Accepter d'osciller, de n'être sûre de rien, parce que je suis comme ça. Ne pas me précipiter, mais avancer sans trembler. Prendre ma vie dans mes bras. Convoquer mon énergie solaire au creux de moi.
Savoir que d'autres écueils m'attendent, inévitablement. De gros rochers, certains coupants.
Ecouter la petite musique du coeur, celle qui dit que vivre, c'est simple comme cette goutte d'eau qui glisse sur sur cette feuille, ce matin.
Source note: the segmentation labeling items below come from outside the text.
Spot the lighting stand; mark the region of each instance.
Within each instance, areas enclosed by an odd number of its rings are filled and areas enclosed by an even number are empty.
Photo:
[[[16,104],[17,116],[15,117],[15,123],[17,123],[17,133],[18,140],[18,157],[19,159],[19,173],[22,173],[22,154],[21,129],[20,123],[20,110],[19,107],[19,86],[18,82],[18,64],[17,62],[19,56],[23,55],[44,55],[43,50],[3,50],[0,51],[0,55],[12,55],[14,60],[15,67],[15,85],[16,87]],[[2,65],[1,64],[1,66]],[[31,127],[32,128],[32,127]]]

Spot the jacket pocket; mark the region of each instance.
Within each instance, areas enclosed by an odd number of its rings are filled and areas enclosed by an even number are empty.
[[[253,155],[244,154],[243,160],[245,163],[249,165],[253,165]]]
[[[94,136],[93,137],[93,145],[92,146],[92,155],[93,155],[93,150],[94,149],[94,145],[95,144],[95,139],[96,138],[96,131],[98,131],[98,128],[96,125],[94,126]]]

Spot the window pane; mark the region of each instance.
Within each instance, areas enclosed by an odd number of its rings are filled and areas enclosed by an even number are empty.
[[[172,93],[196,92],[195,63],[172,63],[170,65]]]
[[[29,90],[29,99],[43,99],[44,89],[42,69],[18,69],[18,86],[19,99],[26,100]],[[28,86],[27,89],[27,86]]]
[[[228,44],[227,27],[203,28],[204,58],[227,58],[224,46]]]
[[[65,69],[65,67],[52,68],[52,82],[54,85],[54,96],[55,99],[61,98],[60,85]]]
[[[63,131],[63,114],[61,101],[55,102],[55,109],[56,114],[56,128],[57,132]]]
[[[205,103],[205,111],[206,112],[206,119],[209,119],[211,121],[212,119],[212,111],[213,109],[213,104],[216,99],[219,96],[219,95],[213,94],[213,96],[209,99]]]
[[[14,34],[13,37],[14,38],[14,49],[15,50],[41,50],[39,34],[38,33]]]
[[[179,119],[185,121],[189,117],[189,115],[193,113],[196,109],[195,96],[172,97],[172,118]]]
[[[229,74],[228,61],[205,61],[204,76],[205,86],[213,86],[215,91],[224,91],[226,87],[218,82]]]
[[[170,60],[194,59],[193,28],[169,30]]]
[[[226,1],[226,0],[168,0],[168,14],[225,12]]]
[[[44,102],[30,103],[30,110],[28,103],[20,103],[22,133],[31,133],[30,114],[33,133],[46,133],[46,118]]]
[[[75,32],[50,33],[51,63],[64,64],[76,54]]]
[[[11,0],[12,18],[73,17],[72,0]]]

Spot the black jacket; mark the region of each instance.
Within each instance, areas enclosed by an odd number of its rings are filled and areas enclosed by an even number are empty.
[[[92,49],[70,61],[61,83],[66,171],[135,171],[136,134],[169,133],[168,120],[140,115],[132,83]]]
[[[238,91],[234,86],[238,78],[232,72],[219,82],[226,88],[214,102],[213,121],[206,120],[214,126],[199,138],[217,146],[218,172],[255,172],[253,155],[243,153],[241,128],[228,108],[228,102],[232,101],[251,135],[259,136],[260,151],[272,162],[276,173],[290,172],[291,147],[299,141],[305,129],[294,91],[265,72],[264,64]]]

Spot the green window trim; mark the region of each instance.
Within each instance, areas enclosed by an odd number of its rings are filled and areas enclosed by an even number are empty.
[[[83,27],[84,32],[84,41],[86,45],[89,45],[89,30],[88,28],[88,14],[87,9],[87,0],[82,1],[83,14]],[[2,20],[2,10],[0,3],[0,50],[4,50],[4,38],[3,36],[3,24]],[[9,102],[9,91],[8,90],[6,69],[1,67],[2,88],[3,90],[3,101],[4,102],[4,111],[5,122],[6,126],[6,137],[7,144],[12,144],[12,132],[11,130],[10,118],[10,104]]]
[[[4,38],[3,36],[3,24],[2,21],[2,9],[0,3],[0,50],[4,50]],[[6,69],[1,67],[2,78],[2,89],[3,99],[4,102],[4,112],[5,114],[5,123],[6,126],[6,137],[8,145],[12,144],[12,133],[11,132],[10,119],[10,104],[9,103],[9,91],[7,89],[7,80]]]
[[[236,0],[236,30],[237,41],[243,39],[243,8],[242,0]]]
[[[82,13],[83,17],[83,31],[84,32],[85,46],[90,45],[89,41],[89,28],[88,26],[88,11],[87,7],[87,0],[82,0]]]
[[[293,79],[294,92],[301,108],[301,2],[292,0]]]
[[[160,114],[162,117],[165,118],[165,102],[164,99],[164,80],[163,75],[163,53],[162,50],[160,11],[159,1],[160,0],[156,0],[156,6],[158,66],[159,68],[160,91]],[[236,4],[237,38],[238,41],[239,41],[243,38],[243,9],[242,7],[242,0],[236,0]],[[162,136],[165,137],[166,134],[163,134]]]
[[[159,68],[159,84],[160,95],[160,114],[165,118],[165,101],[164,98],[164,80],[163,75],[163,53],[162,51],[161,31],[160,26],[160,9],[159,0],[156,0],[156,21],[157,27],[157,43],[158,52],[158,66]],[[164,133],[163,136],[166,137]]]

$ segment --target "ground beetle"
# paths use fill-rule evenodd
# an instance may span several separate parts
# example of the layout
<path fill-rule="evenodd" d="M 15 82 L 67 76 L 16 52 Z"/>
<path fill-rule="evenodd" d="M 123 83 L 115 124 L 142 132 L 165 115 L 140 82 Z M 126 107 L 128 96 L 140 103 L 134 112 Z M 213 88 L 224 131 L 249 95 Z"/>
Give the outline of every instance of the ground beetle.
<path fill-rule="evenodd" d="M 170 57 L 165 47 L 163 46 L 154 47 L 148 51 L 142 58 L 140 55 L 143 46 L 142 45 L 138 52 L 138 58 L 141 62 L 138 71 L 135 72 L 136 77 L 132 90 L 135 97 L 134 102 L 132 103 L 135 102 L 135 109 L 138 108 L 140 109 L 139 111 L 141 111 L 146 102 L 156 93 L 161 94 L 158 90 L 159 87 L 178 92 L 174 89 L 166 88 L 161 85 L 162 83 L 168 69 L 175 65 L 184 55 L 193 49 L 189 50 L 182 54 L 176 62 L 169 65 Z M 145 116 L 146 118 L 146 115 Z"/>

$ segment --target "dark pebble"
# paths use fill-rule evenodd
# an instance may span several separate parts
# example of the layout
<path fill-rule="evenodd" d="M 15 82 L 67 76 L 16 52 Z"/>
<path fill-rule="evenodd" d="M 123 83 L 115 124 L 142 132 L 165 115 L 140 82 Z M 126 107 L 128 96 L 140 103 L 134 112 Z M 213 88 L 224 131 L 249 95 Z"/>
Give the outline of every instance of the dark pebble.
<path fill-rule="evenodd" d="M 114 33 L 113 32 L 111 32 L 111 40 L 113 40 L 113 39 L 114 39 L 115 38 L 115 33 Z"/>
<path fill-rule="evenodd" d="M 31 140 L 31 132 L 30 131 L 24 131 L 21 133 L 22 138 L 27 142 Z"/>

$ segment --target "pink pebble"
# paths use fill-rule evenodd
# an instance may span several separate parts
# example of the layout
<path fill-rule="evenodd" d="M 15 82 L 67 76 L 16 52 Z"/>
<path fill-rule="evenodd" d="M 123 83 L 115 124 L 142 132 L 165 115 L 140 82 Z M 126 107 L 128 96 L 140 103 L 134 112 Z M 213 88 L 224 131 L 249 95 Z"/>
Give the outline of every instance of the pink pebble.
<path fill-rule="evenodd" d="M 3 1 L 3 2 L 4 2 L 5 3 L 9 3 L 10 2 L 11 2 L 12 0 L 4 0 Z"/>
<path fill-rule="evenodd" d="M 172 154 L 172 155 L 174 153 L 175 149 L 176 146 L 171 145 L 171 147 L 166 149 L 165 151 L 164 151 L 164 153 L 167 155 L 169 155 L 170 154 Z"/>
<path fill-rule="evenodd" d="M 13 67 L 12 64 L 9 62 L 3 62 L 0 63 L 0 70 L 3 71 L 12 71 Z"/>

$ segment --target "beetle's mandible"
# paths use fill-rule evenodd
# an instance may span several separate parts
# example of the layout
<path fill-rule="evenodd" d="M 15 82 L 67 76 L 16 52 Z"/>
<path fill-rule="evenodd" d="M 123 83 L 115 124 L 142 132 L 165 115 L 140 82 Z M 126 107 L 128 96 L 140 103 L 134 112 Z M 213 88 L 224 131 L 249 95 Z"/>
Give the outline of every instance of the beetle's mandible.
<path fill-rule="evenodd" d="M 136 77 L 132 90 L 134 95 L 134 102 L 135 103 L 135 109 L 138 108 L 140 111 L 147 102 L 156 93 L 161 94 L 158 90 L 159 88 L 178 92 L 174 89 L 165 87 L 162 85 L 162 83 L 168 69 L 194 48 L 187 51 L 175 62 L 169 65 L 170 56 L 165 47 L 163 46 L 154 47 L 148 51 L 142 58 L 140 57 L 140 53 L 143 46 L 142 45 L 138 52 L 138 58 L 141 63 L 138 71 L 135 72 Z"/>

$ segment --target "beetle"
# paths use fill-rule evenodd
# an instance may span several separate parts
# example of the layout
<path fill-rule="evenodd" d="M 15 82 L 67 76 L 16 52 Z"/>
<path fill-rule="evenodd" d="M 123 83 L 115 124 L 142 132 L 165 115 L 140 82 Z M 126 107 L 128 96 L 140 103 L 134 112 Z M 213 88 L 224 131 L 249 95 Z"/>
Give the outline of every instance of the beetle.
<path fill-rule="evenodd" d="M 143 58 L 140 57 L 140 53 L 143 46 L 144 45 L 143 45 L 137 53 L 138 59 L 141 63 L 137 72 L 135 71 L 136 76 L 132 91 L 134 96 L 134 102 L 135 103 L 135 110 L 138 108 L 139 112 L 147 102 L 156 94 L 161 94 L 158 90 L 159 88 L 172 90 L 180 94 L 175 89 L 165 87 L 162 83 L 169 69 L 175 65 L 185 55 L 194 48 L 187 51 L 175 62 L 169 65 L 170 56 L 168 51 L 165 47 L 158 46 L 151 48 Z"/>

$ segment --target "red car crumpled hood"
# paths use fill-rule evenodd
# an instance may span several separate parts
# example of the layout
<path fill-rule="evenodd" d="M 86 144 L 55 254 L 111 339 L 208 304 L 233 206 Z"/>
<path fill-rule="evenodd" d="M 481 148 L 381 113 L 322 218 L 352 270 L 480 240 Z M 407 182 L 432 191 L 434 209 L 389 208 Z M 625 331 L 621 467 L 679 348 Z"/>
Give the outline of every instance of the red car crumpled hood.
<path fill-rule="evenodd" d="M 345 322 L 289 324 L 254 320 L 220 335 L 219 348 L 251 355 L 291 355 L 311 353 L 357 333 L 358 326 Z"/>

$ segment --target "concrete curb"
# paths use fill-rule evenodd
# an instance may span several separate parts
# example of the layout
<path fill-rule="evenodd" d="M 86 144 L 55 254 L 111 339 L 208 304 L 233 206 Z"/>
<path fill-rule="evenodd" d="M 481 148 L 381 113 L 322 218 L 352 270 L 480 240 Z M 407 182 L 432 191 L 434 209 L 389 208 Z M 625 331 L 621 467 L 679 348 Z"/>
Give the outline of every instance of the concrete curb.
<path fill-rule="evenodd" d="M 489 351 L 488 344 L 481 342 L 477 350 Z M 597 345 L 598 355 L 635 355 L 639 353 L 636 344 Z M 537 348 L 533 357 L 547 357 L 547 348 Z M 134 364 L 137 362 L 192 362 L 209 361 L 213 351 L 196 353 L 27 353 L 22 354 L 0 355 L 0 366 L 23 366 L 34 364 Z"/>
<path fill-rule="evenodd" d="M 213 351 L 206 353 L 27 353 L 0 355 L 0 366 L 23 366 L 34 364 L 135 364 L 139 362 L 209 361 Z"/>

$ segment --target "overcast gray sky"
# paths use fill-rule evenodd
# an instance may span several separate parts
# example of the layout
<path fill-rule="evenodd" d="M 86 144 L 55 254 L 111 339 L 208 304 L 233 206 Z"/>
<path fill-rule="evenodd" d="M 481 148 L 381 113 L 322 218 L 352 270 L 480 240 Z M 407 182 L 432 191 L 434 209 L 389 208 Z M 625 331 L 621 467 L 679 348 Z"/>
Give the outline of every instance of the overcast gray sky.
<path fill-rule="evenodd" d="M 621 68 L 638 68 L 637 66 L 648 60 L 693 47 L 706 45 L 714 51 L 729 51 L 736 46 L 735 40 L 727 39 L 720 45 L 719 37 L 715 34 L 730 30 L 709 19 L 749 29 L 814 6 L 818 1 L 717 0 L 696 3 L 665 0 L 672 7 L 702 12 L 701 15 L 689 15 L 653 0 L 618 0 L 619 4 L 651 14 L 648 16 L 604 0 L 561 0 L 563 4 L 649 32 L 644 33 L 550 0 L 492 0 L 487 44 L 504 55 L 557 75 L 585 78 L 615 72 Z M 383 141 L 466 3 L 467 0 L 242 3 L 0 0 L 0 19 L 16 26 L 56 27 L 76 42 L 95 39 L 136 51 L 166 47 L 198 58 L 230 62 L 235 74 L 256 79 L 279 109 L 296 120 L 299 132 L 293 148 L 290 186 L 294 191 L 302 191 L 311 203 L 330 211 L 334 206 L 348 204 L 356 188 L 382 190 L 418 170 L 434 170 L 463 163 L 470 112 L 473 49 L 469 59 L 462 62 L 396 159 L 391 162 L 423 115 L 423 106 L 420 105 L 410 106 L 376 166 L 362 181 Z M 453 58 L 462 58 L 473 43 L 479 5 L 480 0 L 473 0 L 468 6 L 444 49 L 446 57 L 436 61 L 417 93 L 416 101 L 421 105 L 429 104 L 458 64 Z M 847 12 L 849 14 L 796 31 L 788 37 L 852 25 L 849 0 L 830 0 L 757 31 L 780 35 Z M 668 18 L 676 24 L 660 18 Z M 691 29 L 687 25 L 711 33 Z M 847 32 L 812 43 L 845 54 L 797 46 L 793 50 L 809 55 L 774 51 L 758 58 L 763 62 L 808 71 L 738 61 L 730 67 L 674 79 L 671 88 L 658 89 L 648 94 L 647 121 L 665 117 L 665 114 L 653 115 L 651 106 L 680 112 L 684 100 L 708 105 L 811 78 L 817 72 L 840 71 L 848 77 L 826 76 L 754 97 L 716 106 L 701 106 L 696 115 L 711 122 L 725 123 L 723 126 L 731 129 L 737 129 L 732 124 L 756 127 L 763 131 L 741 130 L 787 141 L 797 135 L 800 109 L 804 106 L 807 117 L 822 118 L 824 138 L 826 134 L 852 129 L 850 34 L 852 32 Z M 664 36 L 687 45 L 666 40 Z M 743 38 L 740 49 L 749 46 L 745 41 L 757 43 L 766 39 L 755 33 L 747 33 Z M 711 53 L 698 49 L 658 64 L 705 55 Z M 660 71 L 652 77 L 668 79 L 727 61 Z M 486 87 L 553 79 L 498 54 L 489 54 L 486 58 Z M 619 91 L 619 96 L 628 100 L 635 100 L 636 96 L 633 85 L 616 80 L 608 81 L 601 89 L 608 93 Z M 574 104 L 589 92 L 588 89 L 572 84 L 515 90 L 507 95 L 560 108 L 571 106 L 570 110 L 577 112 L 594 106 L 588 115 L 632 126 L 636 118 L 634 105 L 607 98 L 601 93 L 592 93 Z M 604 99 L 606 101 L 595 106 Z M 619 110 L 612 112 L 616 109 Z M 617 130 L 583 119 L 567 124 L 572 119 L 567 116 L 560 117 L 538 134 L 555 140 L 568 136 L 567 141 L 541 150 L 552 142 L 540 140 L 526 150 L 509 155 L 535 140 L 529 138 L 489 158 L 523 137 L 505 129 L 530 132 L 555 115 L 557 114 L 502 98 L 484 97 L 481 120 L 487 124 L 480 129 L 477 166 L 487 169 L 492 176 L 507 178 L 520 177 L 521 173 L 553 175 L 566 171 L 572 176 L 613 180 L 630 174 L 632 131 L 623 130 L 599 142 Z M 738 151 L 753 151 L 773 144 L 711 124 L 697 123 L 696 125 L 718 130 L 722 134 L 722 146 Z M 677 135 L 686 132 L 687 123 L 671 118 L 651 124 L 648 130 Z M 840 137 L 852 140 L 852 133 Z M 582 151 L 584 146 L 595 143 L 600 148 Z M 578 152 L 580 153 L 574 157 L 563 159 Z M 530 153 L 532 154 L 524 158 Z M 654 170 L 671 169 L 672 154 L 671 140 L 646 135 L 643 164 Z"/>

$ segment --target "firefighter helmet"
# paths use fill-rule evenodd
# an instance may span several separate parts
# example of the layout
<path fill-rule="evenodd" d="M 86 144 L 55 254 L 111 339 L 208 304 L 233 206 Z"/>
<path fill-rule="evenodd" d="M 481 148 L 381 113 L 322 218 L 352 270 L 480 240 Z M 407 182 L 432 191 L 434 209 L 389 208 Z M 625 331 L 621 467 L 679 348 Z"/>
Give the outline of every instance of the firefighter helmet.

Me dire que partout où je serai et où j'ouvrirai des yeux pleins de gratitude, elle sera là.
Accepter les cadeaux de la vie quand ils passent. Cerner l'essentiel. 
Me souvenir que, où que je sois, quel que soit mon choix, les bonheurs de ma vie, les êtres que j'aime et qui m'aiment, ne me quitteront pas. Ne me jugeront pas. Et se réjouiront pour moi. Voilà une pensée apaisante dans ce tintamarre.